A substantial body of research has shown that individuals with psychiatric conditions such as major depression, bipolar disorder, and schizophrenia often exhibit elevated levels of inflammatory markers. At the same time, epidemiological studies have revealed significant comorbidity between psychiatric and autoimmune diseases. For example, patients with autoimmune conditions like multiple sclerosis, inflammatory bowel disease, and autoimmune thyroiditis frequently experience psychiatric symptoms such as depression, anxiety, and cognitive disturbances. Conversely, individuals diagnosed with severe mental disorders have a significantly increased risk of developing autoimmune conditions such as celiac disease, Graves’ disease, Crohn’s disease, psoriasis, and type 1 diabetes. These bidirectional associations suggest that immune dysregulation may be a shared factor contributing to both psychiatric and autoimmune pathology.

These findings have several important implications for research and clinical practice. First, they provide strong support for the hypothesis that immune system dysfunction contributes to the development of certain psychiatric disorders. Although immune processes are unlikely to be the sole cause, they may represent a key biological component within a broader network of genetic, environmental, and psychological influences. Second, the identification of shared genetic pathways challenges the traditional separation between psychiatric and autoimmune diseases and highlights the need for interdisciplinary approaches that integrate psychiatry, immunology, autoimmunity, and genetics.
 
Just to add:
It included a paragraph, however, that likely had a lot of influence on people like Simon Wessely and Edward Shorter.

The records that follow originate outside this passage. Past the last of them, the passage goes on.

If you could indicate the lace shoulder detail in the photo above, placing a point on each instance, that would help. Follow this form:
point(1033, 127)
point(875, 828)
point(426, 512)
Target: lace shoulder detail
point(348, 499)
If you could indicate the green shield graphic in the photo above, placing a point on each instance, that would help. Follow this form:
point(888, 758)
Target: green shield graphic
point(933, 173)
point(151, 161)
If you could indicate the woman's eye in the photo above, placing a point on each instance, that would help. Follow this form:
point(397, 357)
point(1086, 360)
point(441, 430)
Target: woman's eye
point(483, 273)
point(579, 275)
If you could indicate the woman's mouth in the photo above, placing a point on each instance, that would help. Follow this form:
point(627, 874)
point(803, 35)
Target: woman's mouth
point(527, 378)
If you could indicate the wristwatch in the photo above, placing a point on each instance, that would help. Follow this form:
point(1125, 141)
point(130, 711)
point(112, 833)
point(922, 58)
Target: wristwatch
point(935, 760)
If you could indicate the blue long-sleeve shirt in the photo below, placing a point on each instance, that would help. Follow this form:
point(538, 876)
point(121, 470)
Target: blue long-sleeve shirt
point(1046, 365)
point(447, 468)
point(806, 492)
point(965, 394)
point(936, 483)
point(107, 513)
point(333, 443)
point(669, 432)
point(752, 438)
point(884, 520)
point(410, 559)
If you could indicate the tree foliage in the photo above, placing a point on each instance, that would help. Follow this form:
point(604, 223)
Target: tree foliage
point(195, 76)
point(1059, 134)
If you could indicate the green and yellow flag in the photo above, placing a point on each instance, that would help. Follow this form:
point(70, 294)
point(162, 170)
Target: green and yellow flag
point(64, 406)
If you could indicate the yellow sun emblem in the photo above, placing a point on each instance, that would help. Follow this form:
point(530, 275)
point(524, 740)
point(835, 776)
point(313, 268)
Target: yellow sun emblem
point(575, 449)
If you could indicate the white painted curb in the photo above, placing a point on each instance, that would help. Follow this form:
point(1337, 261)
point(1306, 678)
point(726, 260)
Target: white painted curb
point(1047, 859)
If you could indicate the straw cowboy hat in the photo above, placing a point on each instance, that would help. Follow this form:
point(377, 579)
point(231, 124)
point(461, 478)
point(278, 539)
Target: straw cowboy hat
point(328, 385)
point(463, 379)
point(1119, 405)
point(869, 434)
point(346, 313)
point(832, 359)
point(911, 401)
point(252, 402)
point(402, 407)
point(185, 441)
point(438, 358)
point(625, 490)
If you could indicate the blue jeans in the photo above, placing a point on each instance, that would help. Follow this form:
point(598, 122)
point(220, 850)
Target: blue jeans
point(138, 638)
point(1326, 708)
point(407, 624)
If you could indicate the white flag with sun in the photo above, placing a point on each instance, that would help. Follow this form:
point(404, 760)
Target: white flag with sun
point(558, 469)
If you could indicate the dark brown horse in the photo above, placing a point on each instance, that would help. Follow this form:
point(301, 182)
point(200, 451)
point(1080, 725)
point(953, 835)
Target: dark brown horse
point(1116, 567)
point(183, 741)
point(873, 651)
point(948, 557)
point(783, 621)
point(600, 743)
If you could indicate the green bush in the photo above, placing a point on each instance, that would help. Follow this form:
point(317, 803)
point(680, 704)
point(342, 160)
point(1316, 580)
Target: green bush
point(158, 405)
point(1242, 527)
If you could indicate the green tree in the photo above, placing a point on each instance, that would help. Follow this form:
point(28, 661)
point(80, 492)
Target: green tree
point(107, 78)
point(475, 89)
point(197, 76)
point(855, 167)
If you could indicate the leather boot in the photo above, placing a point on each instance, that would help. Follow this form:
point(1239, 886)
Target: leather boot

Yep. SW and some of the other early psychiatrists were well aware of Imboden; SW references it in the History of Postviral Fatigue Syndrome chapter of the 1991 British Medical Bulletin on PVFS, as do Woods & Goldberg in their chapter. He also references it in his chapter of "Psychological Disorders in General Medical Settings":
SW said:
Studying chronic brucellosis, Imboden et al. (1959) showed that patients who retained their symptoms after infection were distinguished by a convinction of organic disease (namely, continuing infection), a preoccupation with bodily symptoms and a refusal to discuss emotional issues.
SW said:
For example, "chronic brucellosis" has been described as a "spurious disease construct which legitimizes and thereby perpetuates chronic illness behaviour" (Eisenberg, 1988). The inevitable result is that the symptoms persist, so the diagnosis is confirmed, and the process continues. The successors to chronic brucellosis that appear in this chapter are inadvertently fulfilling the same role in many patients.
Also of note is that Imboden went on to co-author a three-part series of papers about hysteria/conversion with Ziegler (link, link, link).